HenrikBengtsson commented 1 year ago

Thanks for the prompt fix @yaccos ! I've added it to matrixStats 0.63.0-9010.

... the naming would be achieved the same way for all cases if it was put to the end of the function. I apologize for not being vigilent enough to discover this redundancy during the GSOC project.

If you've got time, feel free to do a PR for this. And absolutely no worries; it's really hard to be on top of everything at all time, and can take years and a fresh mind to sometimes spot even the most obvious things.
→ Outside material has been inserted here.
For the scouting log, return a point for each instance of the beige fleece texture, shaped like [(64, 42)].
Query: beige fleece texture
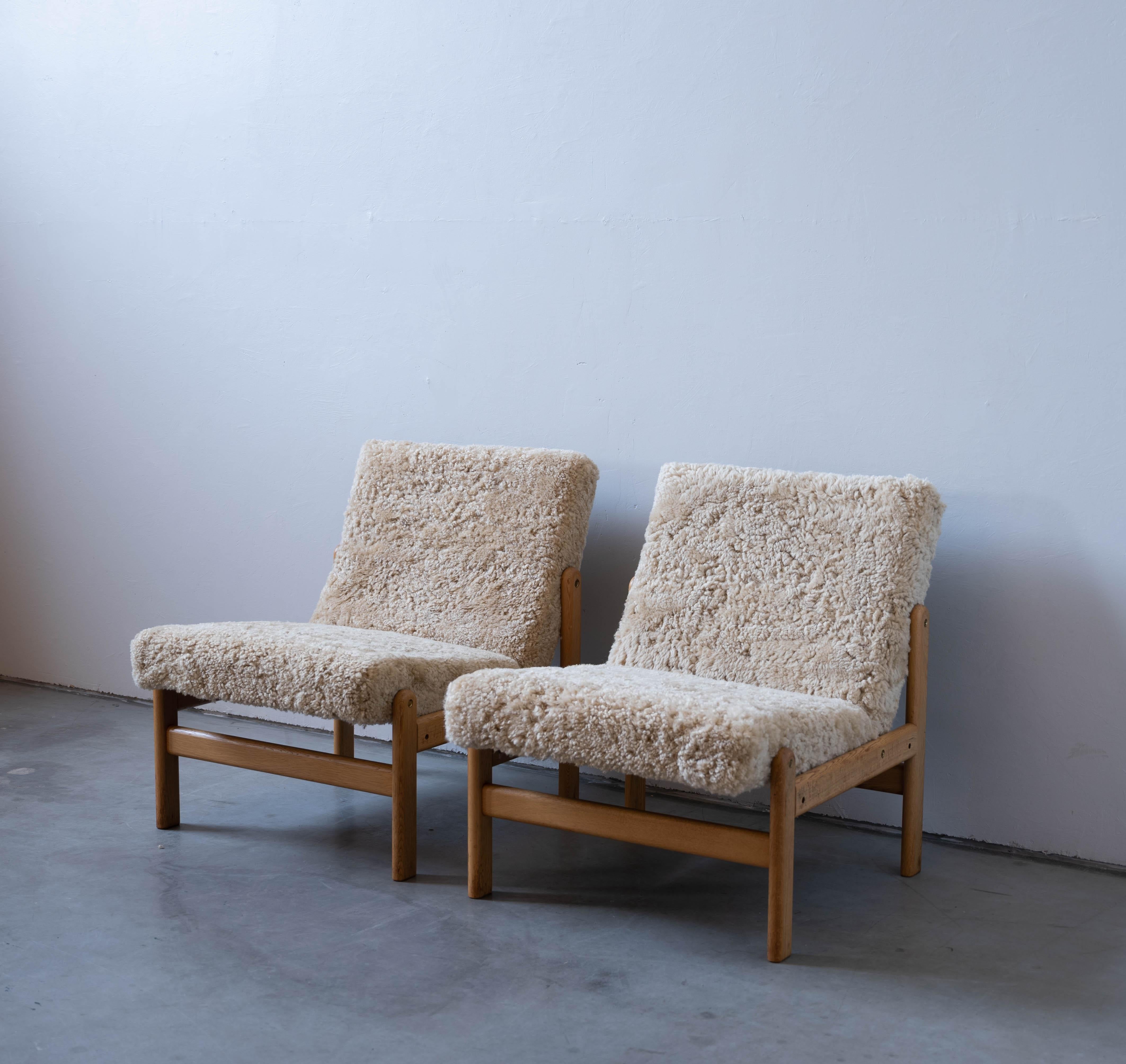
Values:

const-ae commented 1 year ago

Thanks for the quick fix and sorry for the poor description.


There is one more function (colDiffs) that returns empty dimnames:

mat_empty_names <- matrix(1, nrow = 5, ncol = 1, dimnames = list(NULL, NULL))
str(matrixStats::colCumsums(mat_empty_names))
#>  num [1:5, 1] 1 2 3 4 5
str(matrixStats::colDiffs(mat_empty_names))
#>  num [1:4, 1] 0 0 0 0
#>  - attr(*, "dimnames")=List of 2
#>   ..$ : NULL
#>   ..$ : NULL

Created on 2023-06-01 with reprex v2.0.2

yaccos commented 1 year ago

Thanks for the quick fix and sorry for the poor description.

There is one more function (colDiffs) that returns empty dimnames:

mat_empty_names <- matrix(1, nrow = 5, ncol = 1, dimnames = list(NULL, NULL))
str(matrixStats::colCumsums(mat_empty_names))
#>  num [1:5, 1] 1 2 3 4 5
str(matrixStats::colDiffs(mat_empty_names))
#>  num [1:4, 1] 0 0 0 0
#>  - attr(*, "dimnames")=List of 2
#>   ..$ : NULL
#>   ..$ : NULL

Created on 2023-06-01 with reprex v2.0.2

colDiffs() and rowDiffs() have their own respective C-level functions for naming (https://github.com/HenrikBengtsson/matrixStats/blob/fa94b84cee51b619f10f29bfc48ee8a2b0ac7780/src/naming.c#L128 and https://github.com/HenrikBengtsson/matrixStats/blob/fa94b84cee51b619f10f29bfc48ee8a2b0ac7780/src/naming.c#L193). This means that the same fix must be applied to these locations as well.

HenrikBengtsson commented 1 year ago

Thanks both. Fixed in matrixStats 0.63.0-9011.